Thank you Mrs.Thornton, wherever you are. In eighth grade you assigned Fahrenheit 451 and changed my life.
The little line that serves as the title of this piece was used by Ray Bradbury to introduce this book, written by him in a college typing lab. I thought of it today while in a Facebook conversation about snacks sent to an elementary school.
One mother expressed exasperation because she made homemade snacks for some school function, only to find out that the school required all snacks to be storebought. Another parent said they made brownies, found out the same thing, and brought them anyway. The first parent said she was tempted to do the same, but was afraid that her daughter might learn that it was OK to break the rules.

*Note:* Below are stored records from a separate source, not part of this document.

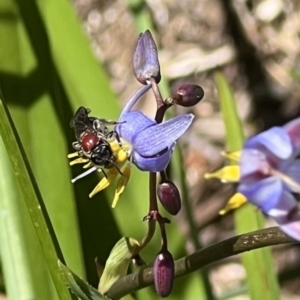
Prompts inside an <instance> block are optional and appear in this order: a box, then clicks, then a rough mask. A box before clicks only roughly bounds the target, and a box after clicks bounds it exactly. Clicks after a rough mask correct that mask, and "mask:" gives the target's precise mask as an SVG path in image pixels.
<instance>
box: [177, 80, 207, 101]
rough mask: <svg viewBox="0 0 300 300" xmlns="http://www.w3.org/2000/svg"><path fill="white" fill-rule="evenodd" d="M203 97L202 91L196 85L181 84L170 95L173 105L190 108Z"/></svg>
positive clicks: (203, 94) (199, 100)
mask: <svg viewBox="0 0 300 300" xmlns="http://www.w3.org/2000/svg"><path fill="white" fill-rule="evenodd" d="M203 96H204V91H203V89H202V88H201V86H199V85H197V84H189V83H185V84H182V85H181V86H180V87H179V88H178V89H177V90H176V92H175V93H174V94H173V95H172V99H173V101H174V103H176V104H178V105H181V106H185V107H190V106H194V105H196V104H197V103H198V102H199V101H200V100H201V99H202V98H203Z"/></svg>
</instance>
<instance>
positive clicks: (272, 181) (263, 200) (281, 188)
mask: <svg viewBox="0 0 300 300" xmlns="http://www.w3.org/2000/svg"><path fill="white" fill-rule="evenodd" d="M238 191H239V192H240V193H242V194H243V195H244V196H245V197H246V198H247V199H248V200H249V201H250V202H251V203H253V204H254V205H256V206H258V207H259V208H260V209H261V210H262V211H263V212H265V213H266V214H269V211H270V210H271V209H273V208H277V207H278V208H279V207H281V206H284V202H285V200H286V199H285V189H284V185H283V183H282V182H281V180H280V179H278V178H276V177H268V178H265V179H262V180H259V181H257V182H252V183H247V182H244V181H243V180H242V181H241V184H240V185H239V187H238Z"/></svg>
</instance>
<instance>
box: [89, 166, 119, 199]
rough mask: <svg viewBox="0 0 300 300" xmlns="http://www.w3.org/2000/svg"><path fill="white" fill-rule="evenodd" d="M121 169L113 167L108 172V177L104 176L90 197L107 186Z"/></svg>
mask: <svg viewBox="0 0 300 300" xmlns="http://www.w3.org/2000/svg"><path fill="white" fill-rule="evenodd" d="M118 174H119V171H118V170H117V169H116V168H112V169H110V170H109V171H108V172H107V178H106V177H103V178H102V179H101V180H100V182H99V183H98V184H97V186H96V187H95V188H94V189H93V191H92V192H91V193H90V195H89V197H90V198H92V197H93V196H94V195H95V194H97V193H99V192H100V191H102V190H104V189H105V188H107V187H108V186H109V185H110V184H111V183H112V182H113V181H114V180H115V178H116V177H117V175H118Z"/></svg>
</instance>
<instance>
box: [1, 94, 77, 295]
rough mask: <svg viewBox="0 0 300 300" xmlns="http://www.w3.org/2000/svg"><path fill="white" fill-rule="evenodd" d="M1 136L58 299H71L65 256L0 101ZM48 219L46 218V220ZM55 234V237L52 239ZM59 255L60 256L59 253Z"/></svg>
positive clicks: (4, 109)
mask: <svg viewBox="0 0 300 300" xmlns="http://www.w3.org/2000/svg"><path fill="white" fill-rule="evenodd" d="M0 134H1V136H2V139H3V142H4V144H5V147H6V151H7V153H8V156H9V159H10V161H11V164H12V169H13V172H14V175H15V177H16V179H17V182H18V184H19V186H20V189H21V192H22V195H23V199H24V201H25V203H26V206H27V209H28V211H29V214H30V217H31V220H32V224H33V226H34V228H35V230H36V233H37V236H38V238H39V240H40V243H41V246H42V249H43V252H44V256H45V259H46V262H47V265H48V268H49V270H50V274H51V276H52V280H53V282H54V285H55V287H56V290H57V293H58V295H59V298H60V299H62V300H70V299H72V298H71V296H70V294H69V292H68V290H67V288H66V286H65V284H64V282H63V281H62V278H61V275H60V273H59V269H58V267H57V255H59V256H60V257H62V254H61V253H60V249H59V246H58V244H56V245H55V244H54V243H55V242H57V241H56V238H55V234H54V232H53V230H52V228H51V224H50V221H49V219H48V216H47V215H46V214H45V208H44V203H43V200H42V198H41V195H40V193H39V190H38V188H37V186H36V183H35V180H34V178H33V175H32V173H31V170H30V166H29V164H28V161H27V159H26V155H25V153H24V150H23V148H22V145H21V143H20V140H19V137H18V135H17V133H16V130H15V127H14V125H13V123H12V120H11V117H10V115H9V112H8V110H7V108H6V106H5V104H4V103H3V101H1V100H0ZM45 218H46V219H45ZM51 235H52V236H51ZM57 252H58V254H57Z"/></svg>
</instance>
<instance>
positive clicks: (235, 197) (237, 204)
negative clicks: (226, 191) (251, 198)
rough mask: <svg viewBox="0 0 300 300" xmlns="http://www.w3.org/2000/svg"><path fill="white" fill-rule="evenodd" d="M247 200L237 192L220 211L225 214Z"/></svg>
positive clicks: (233, 195)
mask: <svg viewBox="0 0 300 300" xmlns="http://www.w3.org/2000/svg"><path fill="white" fill-rule="evenodd" d="M246 202H247V198H246V197H245V196H244V195H243V194H241V193H235V194H234V195H233V196H232V197H231V198H230V199H229V201H228V202H227V204H226V206H225V207H224V208H223V209H222V210H220V211H219V214H220V215H225V214H226V213H228V212H229V211H230V210H232V209H236V208H239V207H241V206H242V205H244V204H245V203H246Z"/></svg>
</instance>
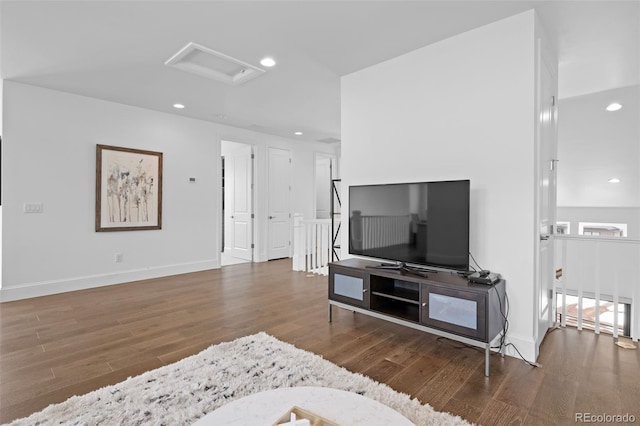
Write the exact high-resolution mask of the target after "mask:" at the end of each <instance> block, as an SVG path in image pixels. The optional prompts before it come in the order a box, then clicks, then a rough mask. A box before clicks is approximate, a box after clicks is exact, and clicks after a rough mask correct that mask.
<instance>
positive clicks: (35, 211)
mask: <svg viewBox="0 0 640 426" xmlns="http://www.w3.org/2000/svg"><path fill="white" fill-rule="evenodd" d="M43 209H44V207H43V206H42V203H24V206H23V211H24V213H42V210H43Z"/></svg>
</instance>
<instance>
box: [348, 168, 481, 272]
mask: <svg viewBox="0 0 640 426" xmlns="http://www.w3.org/2000/svg"><path fill="white" fill-rule="evenodd" d="M469 187H470V181H469V180H455V181H439V182H418V183H397V184H386V185H357V186H350V187H349V253H351V254H353V255H359V256H366V257H372V258H376V259H384V260H390V261H393V262H396V263H397V264H406V265H411V266H418V267H421V266H422V267H437V268H444V269H452V270H458V271H468V270H469V198H470V197H469V194H470V193H469Z"/></svg>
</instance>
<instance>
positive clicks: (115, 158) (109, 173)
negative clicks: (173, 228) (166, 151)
mask: <svg viewBox="0 0 640 426" xmlns="http://www.w3.org/2000/svg"><path fill="white" fill-rule="evenodd" d="M95 225H96V226H95V229H96V232H112V231H143V230H154V229H162V152H155V151H146V150H141V149H133V148H123V147H118V146H109V145H100V144H98V145H96V224H95Z"/></svg>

That bothered me a little. Our country's entire history has been shaped by people breaking the rules. Some saw it as unfair to pay taxes when not represented in government. Others rebelled against Jim Crow laws and the earlier Fugitive Slave Acts. Tomorrow we may need a rebellion against confiscatory taxation, gun confiscations, or some other example of authority abused. One of our shining moments earned us the condemnation of the world; we deliberately ignored Hitler's instructions to all Olympic teams in Berlin in 1936. Our athletes refused to perform a Nazi style salute or dip our flag to the swastika. Hermann Goering told his furher "Americans dip their flag to nobody."
Perhaps elementary school snacks is a battle worth fighting, perhaps it is not. I strongly disagree with teaching children that rules ought always be followed. Sometimes you have to think about the rules, about who made them, where they come from, and why they are there. You may come up with the idea that the rules are unjust or foolish. At that point you must decide what, if anything, you have to do about them. What you should not teach, unless you are in the military, is that rules must always be blindly obeyed without question or thought.